Frequent outbreaks of lake eutrophication and harmful phytoplankton blooms have become a major water environment problem at present in the world. The reason can be attributed to the excessive inflow of nitrogen and phosphorus into waterbodies due to intensified human activities, which has become increasingly uncontrollable due to climate warming and other causes. As the most important nutrients essential for life, nitrogen and phosphorus play different roles in the growth and outbreak of lake phytoplankton.
A recent research conducted by Yindong Tong’s team from Tianjin University and some other renowned research institutions at home and abroad indicates that large-scale construction of municipal wastewater treatment facilities is an important contributor to imbalanced ratio of nitrogen to phosphorus in lake phytoplankton. The relevant paper entitled Improvement in municipal wastewater treatment alters lake nitrogen to phosphorus ratios in populated regions was published in the Proceedings of the National Academy of Sciences of the United States of America, a well-known international academic journal.

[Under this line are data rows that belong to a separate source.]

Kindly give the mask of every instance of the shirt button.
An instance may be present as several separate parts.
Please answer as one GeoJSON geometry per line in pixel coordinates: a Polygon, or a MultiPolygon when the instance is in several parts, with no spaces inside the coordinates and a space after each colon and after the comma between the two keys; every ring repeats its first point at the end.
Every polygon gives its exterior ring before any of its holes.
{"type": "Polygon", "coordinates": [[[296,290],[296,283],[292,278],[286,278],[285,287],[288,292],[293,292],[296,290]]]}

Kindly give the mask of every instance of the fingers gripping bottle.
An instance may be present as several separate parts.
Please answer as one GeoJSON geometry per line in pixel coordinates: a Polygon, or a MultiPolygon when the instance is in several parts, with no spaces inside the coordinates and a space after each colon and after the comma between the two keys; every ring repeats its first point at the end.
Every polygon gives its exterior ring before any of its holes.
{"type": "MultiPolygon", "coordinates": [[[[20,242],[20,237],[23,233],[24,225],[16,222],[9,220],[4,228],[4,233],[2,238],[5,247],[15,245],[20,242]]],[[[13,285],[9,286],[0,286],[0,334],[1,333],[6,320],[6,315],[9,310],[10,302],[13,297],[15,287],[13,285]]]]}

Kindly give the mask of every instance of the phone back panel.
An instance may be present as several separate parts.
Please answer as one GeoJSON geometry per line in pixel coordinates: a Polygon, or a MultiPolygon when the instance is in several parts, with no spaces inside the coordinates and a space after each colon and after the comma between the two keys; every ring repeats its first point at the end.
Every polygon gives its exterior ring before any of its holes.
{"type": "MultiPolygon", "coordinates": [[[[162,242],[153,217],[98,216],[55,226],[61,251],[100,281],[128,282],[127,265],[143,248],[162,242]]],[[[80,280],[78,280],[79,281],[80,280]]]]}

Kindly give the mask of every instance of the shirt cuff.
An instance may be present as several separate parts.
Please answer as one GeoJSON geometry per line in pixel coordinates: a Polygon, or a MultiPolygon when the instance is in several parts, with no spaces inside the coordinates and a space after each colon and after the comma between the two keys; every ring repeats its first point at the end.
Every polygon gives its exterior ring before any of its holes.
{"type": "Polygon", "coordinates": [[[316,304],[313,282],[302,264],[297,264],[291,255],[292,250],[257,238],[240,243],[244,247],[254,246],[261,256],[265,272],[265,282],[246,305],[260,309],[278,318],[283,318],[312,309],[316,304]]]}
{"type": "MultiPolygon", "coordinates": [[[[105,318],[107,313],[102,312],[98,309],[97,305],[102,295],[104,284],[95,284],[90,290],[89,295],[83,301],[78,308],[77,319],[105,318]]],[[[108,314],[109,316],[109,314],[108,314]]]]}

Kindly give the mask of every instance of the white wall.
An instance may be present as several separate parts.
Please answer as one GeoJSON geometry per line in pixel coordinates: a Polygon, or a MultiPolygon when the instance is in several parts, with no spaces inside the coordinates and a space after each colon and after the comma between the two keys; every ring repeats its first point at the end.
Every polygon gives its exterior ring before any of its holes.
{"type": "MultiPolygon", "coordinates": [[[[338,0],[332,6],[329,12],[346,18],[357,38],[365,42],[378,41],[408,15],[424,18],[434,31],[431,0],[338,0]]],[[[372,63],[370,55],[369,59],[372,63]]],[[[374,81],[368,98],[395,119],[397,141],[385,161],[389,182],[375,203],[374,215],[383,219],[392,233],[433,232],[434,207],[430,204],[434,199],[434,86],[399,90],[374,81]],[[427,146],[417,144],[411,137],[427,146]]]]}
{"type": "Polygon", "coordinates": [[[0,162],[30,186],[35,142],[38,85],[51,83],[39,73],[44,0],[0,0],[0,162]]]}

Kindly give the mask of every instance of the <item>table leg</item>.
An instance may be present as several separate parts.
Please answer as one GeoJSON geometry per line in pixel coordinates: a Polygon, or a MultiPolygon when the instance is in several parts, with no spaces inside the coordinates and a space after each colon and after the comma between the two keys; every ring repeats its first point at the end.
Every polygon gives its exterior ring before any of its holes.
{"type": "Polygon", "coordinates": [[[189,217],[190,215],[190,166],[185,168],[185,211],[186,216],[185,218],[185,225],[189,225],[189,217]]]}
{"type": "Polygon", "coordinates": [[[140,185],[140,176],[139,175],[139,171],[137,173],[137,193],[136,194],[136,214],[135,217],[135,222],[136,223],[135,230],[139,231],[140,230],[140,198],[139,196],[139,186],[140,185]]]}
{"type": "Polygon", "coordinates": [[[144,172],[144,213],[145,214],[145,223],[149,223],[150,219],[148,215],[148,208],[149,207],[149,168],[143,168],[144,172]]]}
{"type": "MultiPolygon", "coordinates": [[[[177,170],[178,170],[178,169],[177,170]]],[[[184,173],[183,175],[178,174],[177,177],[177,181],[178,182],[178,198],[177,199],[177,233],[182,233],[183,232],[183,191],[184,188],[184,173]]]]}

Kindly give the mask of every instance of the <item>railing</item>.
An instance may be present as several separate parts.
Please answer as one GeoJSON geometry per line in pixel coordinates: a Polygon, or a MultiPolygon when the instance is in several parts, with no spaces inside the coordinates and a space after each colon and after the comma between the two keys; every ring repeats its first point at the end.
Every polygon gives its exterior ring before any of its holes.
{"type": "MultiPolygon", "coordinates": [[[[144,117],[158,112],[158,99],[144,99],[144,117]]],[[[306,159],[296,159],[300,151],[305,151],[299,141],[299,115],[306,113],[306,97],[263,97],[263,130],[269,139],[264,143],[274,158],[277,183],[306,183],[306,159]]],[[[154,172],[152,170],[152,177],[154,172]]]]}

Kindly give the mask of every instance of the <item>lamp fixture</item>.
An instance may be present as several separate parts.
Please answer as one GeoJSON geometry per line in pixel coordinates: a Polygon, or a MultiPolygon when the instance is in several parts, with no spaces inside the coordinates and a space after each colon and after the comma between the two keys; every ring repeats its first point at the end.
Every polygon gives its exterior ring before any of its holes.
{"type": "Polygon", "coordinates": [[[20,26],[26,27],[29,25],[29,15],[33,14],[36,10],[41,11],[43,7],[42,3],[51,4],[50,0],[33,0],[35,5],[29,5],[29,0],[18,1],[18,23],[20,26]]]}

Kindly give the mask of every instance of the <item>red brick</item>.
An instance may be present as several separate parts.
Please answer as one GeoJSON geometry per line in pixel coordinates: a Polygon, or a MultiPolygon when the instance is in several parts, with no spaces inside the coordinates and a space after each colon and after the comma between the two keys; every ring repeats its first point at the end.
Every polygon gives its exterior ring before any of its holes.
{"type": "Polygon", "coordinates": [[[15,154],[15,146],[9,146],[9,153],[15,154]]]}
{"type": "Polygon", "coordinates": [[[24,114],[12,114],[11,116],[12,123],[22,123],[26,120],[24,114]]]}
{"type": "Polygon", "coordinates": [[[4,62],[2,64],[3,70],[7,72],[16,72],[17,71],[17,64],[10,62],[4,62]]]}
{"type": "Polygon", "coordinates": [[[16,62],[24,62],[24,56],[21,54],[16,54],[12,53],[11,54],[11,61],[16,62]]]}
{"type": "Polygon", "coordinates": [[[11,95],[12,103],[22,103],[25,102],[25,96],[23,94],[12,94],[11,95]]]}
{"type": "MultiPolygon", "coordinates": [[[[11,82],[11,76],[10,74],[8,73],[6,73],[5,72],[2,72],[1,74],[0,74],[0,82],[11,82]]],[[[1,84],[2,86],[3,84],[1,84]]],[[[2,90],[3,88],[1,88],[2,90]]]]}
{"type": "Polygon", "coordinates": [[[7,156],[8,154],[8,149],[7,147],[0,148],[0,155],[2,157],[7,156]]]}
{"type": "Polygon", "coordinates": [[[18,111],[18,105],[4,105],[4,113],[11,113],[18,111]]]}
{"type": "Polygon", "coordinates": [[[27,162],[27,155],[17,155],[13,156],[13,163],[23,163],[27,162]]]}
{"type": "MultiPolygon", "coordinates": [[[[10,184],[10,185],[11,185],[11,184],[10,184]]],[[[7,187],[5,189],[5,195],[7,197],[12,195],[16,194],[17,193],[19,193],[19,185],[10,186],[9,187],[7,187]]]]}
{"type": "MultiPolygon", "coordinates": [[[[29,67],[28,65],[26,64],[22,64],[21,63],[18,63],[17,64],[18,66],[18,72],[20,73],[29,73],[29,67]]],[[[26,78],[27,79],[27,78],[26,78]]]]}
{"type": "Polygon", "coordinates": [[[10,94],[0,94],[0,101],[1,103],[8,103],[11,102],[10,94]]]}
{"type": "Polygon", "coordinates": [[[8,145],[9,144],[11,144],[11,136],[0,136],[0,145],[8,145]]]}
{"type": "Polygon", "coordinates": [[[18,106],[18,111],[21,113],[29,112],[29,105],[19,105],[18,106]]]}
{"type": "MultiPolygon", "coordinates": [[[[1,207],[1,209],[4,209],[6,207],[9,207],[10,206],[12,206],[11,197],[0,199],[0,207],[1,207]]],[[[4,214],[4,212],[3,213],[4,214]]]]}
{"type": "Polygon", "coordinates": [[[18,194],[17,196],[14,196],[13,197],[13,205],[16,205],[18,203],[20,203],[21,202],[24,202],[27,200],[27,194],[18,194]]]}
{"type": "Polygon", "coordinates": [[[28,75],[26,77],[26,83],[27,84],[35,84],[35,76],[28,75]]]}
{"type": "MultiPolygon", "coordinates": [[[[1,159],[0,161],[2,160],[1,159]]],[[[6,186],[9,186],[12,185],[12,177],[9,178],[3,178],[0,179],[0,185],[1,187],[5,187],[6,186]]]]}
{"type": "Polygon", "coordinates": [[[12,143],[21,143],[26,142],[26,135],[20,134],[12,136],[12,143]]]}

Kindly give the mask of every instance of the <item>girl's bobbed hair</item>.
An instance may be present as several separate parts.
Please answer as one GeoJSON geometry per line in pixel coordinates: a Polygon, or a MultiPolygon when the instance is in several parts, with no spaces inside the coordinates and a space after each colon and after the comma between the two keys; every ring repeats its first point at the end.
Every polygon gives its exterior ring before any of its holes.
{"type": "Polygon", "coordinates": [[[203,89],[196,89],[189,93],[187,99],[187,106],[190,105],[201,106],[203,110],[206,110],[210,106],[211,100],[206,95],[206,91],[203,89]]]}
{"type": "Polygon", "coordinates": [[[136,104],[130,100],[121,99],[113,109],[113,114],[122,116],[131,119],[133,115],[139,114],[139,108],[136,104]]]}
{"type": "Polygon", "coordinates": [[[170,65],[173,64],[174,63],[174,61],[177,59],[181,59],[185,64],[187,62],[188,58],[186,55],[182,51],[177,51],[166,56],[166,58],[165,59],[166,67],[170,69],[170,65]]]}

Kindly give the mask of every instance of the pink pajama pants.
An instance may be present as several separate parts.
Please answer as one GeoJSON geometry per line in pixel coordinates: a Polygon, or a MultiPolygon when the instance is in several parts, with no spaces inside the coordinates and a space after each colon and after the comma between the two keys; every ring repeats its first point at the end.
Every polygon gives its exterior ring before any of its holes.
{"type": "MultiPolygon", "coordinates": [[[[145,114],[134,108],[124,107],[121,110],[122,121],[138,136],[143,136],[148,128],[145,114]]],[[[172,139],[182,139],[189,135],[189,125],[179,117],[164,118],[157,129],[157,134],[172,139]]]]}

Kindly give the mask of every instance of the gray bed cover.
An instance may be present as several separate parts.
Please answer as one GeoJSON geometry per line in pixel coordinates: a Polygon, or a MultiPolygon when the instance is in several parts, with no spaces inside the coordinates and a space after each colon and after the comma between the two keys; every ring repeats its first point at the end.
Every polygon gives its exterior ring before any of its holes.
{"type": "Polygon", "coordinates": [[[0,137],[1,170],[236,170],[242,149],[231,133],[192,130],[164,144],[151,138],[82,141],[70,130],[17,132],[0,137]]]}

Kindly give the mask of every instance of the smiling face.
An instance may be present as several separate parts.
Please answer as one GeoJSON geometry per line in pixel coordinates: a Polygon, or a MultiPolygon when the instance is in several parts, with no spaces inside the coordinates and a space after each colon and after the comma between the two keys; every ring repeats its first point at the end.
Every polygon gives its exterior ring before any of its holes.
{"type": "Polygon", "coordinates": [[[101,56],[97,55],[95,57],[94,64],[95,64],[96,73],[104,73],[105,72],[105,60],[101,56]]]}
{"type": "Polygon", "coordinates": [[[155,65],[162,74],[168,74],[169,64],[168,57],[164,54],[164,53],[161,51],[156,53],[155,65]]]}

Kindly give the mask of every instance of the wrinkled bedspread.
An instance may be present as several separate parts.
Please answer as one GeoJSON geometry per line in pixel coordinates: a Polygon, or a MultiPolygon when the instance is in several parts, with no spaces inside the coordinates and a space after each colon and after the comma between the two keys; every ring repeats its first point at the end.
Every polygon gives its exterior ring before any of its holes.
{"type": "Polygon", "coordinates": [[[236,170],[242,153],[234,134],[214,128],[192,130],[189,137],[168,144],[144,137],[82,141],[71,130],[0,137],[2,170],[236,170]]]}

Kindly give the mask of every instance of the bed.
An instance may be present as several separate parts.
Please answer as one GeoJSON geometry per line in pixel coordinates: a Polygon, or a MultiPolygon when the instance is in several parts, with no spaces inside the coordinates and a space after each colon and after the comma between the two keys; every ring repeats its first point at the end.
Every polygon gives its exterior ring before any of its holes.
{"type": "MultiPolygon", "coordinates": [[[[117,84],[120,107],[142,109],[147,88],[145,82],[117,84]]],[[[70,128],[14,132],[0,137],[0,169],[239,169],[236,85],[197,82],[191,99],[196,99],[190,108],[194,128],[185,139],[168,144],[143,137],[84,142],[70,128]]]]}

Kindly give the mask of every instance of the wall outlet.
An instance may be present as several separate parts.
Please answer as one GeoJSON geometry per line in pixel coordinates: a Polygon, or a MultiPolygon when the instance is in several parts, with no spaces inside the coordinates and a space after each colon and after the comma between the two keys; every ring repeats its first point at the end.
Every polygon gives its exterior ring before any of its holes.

It is reported that to master the long-term evolution rules of balance between lake nitrogen and phosphorus is the premise to identify lake nutrient regime changes and to predict harmful phytoplankton blooms. It also lays the basis for formulating lake nutrient control objectives in the future.
After investigating the historical changes of the nutrient regimes in 46 major lakes in China, Yindong Tong’s team has discovered that, in the light of the changing trend in recent ten years, eutrophication has occurred in some of the lakes in eastern China, demonstrated by rapid declining lake phosphorus concentration and basically stable lake nitrogen concentration, as well as escalating stoichiometric ratio of nitrogen to phosphorus. These changes can be significant factors leading to the competitive status of non-N2 fixing cyanobacteria in lakes.
Through the research, it is also discovered that, the total nitrogen (TN) becomes surplus to the total phosphorus (TP) and that serious stoichiometric imbalance of nitrogen to phosphorus occurs in some anthropogenic discharge sources, particularly in municipal wastewater discharge. The ratio of nitrogen to phosphorus in waterbodies increased nearly twice compared with ten years ago, due to the difference of removal efficiency of TN and TP in wastewater treatment.
This research indicates that, to construct municipal wastewater treatment facilities that satisfy the demand of aquatic ecosystem, it is necessary to consider not only nitrogen and phosphorus removals, but also the influence the imbalanced N / P ratio resulted from wastewater treatment has on aquatic ecosystem. It will serve as an important reference for developing discharge standards of municipal wastewater treatment for the sake of the aquatic ecosystem.